Chemical Treatment Drops or Tablets
Tablets and chemical drops are a great choice for weight-conscious or ultralight backpackers. Tablets take up less space in your pack and weight little, both big benefits. Many people love having tablets or drops as a backup system and they are also a good idea to include in an emergency kit. If you are using these means, however, be sure to budget the time for them to fully disinfect your water.
UV Light Purifiers
Popular with international travelers or the ultralight crowd, SteriPen UV light purifiers emit a stream of UV light into the water. This high-intensity light disrupts the DNA within the bacteria, protozoa, and viruses that may be lurking the water, rendering them unable to reproduce and, therefore, harmless.
The major shortcoming of UV light purifiers is that they tend to run through batteries quickly. They’re also is only effective in clear water, so if you’re using a source with a lot of sediment, it should probably be filtered first to clarify it. There is also a chance your bulb could burn out or break in transit, so it’s wise to carry tablets as backup. (I learned this the hard way in Nicaragua when the lamp of my SteriPen shattered in my baggage and I had to rely on a friend’s water treatment system).
Boiling your Water
Finally, you can always boil water to purify it. This age-old solution has a few drawbacks, in that it can’t really be done on the go, and it requires a good amount of fuel (which you must also pack and carry) and time waiting for water to boil. This can be problematic at elevation, where boiling cold or frozen water will require extra time and fuel.
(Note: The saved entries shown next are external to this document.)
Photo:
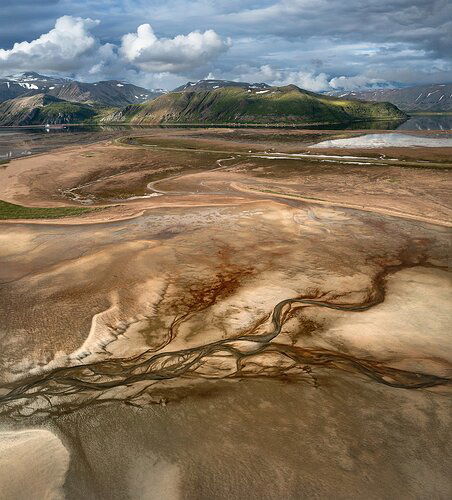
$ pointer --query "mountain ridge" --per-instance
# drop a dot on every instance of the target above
(274, 105)
(104, 93)
(432, 97)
Having the right water treatment plan and equipment is crucial to a successful trip. Whichever water treatment option fits your needs best, always read the directions and take time to thoroughly familiarize yourself with the treatment system you’ve selected. This includes use, cleaning and storage, and repair of your unit. Taking the time to care and regularly clean your system will ensure longevity and provide you with safe drinking water, and depending on what system you’re using, it never hurts to have a backup plan.